How does that seem pedantic? It's incredibly straightforward.
On the other hand, creating some kind of convoluted, contrived paper trail to claim that mysterious third parties were the ones to have physically pressed the "Accept" button on your 100 fake accounts and so you didn't even know there was a EULA seems kind of like it might actually be fraud.
In addition, it doesn't survive past the moment it is discussed in court documents, at which point NSO are screwed if they ever pull the same shit again.
A full paper trail would also necessarily disclose the entity that provided those devices, which they may well be loathe to do (since it either drags in a related company, who Apple can then also target, or embarrasses a third party who would rather remain nameless).
However, in practice, a technology engineering firm claiming to have no knowledge of the licensing that applies to the devices in which they also claim expertise, is such a far-fetched statement that it's almost trivially set aside, and earns a rebuke from the bench to boot.
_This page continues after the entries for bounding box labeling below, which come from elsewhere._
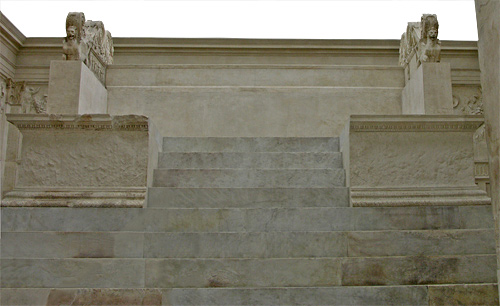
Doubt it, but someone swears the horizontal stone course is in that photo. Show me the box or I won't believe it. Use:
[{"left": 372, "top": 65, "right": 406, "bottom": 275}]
[
  {"left": 1, "top": 206, "right": 493, "bottom": 232},
  {"left": 0, "top": 284, "right": 498, "bottom": 306},
  {"left": 1, "top": 255, "right": 496, "bottom": 288},
  {"left": 153, "top": 169, "right": 345, "bottom": 188},
  {"left": 342, "top": 255, "right": 497, "bottom": 286},
  {"left": 147, "top": 187, "right": 349, "bottom": 208},
  {"left": 1, "top": 230, "right": 495, "bottom": 258},
  {"left": 158, "top": 152, "right": 342, "bottom": 169},
  {"left": 106, "top": 65, "right": 404, "bottom": 88},
  {"left": 0, "top": 258, "right": 145, "bottom": 288},
  {"left": 0, "top": 231, "right": 144, "bottom": 258},
  {"left": 163, "top": 137, "right": 339, "bottom": 153},
  {"left": 0, "top": 284, "right": 498, "bottom": 306}
]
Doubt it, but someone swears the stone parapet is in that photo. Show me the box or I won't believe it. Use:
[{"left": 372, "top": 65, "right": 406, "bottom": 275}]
[
  {"left": 2, "top": 114, "right": 149, "bottom": 207},
  {"left": 341, "top": 115, "right": 490, "bottom": 206}
]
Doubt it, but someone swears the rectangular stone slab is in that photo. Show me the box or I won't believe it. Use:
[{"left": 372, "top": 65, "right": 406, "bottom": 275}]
[
  {"left": 147, "top": 187, "right": 349, "bottom": 208},
  {"left": 158, "top": 152, "right": 342, "bottom": 169}
]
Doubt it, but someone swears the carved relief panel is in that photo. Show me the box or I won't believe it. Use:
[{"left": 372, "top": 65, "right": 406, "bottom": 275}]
[{"left": 3, "top": 79, "right": 48, "bottom": 114}]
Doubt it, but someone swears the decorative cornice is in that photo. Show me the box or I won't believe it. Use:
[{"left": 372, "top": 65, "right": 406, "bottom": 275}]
[
  {"left": 349, "top": 115, "right": 484, "bottom": 132},
  {"left": 0, "top": 12, "right": 26, "bottom": 50},
  {"left": 7, "top": 114, "right": 149, "bottom": 131},
  {"left": 0, "top": 187, "right": 146, "bottom": 208}
]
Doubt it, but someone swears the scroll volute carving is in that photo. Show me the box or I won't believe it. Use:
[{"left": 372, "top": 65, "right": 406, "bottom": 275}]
[
  {"left": 63, "top": 12, "right": 114, "bottom": 84},
  {"left": 417, "top": 14, "right": 441, "bottom": 62},
  {"left": 399, "top": 14, "right": 441, "bottom": 67}
]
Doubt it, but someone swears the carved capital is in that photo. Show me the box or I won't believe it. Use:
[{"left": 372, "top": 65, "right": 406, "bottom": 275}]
[
  {"left": 63, "top": 12, "right": 114, "bottom": 83},
  {"left": 399, "top": 14, "right": 441, "bottom": 67}
]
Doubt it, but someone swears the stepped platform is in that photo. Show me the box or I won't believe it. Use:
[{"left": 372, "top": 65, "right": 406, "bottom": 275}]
[{"left": 1, "top": 137, "right": 498, "bottom": 305}]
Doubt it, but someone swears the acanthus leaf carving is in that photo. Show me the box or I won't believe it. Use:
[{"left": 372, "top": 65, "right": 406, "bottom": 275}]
[
  {"left": 63, "top": 12, "right": 114, "bottom": 84},
  {"left": 399, "top": 14, "right": 441, "bottom": 67}
]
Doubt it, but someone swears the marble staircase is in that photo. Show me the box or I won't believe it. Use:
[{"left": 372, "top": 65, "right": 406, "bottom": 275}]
[{"left": 1, "top": 137, "right": 498, "bottom": 305}]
I don’t see how this differs much from a common “clean room” reverse engineering strategy where one set of engineers accepts the eula and then writes down in excruciating detail exactly how the target item works, then a second set of engineers that have never seen the item in question (or accepted a eula) takes these detailed writings and uses them to reverse engineer the item in question. (A mere description of a device or software is not protected)
This is standard practice at large companies when reverse engineering chips, devices and software and seems very similar to the above eula argument.
1a. one team examines the device and products a detailed specification of it
1b. another team works solely off that newly produced specification; this team has zero contact with the actual device
In this hypothetical case:
2a. a third party affiliate accepts the Apple EULA, and gives the Apple IDs to NSO Group
2b. NSO Group uses the Apple IDs as credential to obtain Apple services
Notice that in case 2b, NSO Group has actual contact with Apple in two ways. They used Apple IDs, and that they obtain Apple services. This didn't happen in the reverse engineering case.
Wouldn't there be an article in the EULA that states if you use an Apple device, regardless of clicking buttons, you automatically consent to the ToS? Or is that not how the law works ...?
Yes, American companies love to stack the deck against their users when it comes to selecting venue, but at the same time balk when the EU requires that they have an EU anchor to allow legal enforcement.